Mon regard se pose enfin sur eux, trois filles magnifiques. Deux brunes et une teintée blanc-gris au reflet mauve pastel. Elles arborent un style gothique, mais celle qui m’intéresse est plus dans la palette grunge-gothique. Je marche rapidement dans leur direction, alors qu’elles rient encore de mes habits, et je sens que la concernée ne veut pas que je m’approche d’avantage, grâce à son aura flamboyante de colère. Je ris de bon cœur en me postant à ces côtés alors qu’elle me dévisage méchamment.

« Dégage » me crache-t-elle au visage.

Le cœur léger et amusée, je lui souris avec compassion comme si je sais ce qu’elle vit chez elle, ce qui la désarçonne un moment et me permet de retirer une des clefs de mon cou pour la lui poser dans la paume. Les yeux de ses deux amies s’agrandissent et me dévisagent en alternance avec la pendeloque.

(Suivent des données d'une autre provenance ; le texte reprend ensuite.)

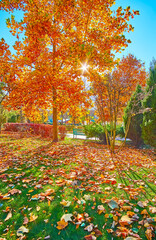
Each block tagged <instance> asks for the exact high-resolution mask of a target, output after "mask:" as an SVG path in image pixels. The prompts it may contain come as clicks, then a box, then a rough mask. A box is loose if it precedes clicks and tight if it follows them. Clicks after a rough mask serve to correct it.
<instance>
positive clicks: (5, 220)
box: [4, 212, 12, 221]
mask: <svg viewBox="0 0 156 240" xmlns="http://www.w3.org/2000/svg"><path fill="white" fill-rule="evenodd" d="M11 217H12V213H11V212H9V213H8V215H7V217H6V218H5V220H4V221H7V220H8V219H10V218H11Z"/></svg>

Je ne comprends pas leur agissement, quand soudain cela me frappe lorsqu’une prononce un nom.

« Lily c’est…! » dit une des brunes, en regardant la concernée, interloqué.

Lors de mon séjour prolongé à l’école humaine j’ai entendu les rumeurs et les histoires horribles qui circulaient sur nos cercles, hypothétiquement depuis plusieurs générations et je jurerais que c’est le cercle des ténèbres qui ont propagés ses atrocités, échangeant leur cercle au notre. Je crois bien, qu’elles viennent de comprendre que tout cela n’était pas que des rumeurs, mais eux me prendront pour une déséquilibrée voire pour les endoctriner dans une secte.

« Oui, vous avez raison, nous sommes toujours parmi vous. » dis-je en regardant celle qui a parler. « Toi, Lily, tu as été choisi et je sais qu’à cet instant tu crois encore à ses sottises, mais avant de tourner le dos à ton sang, commence par observer attentivement autour de toi. N’oublie pas la nuit étoilée, elle peut aussi t’apporter conseil. »

Mes paroles sont venue avec une telle simplicité que cela m’étonne. Ces paroles sont unique, que pour elle et de façon à ce que cela résonne jusqu’à son âme. Sans plus, je me détourne et continue mon chemin avec un sourire aux lèvres jusqu’à ce que je les entende, derrière moi, s’esclaffer sur la débilité de la chose. J’espère simplement que mes paroles la feront changer d’avis avec le temps. Je m’éloigne d’un pas rapide jusqu’à ce que leurs voix ne soient plus à porter de mon ouïe. Malgré toute la sagesse que je peux porter, je n’aime pas que l’on dise ce genre de chose sur moi ou mes confrères.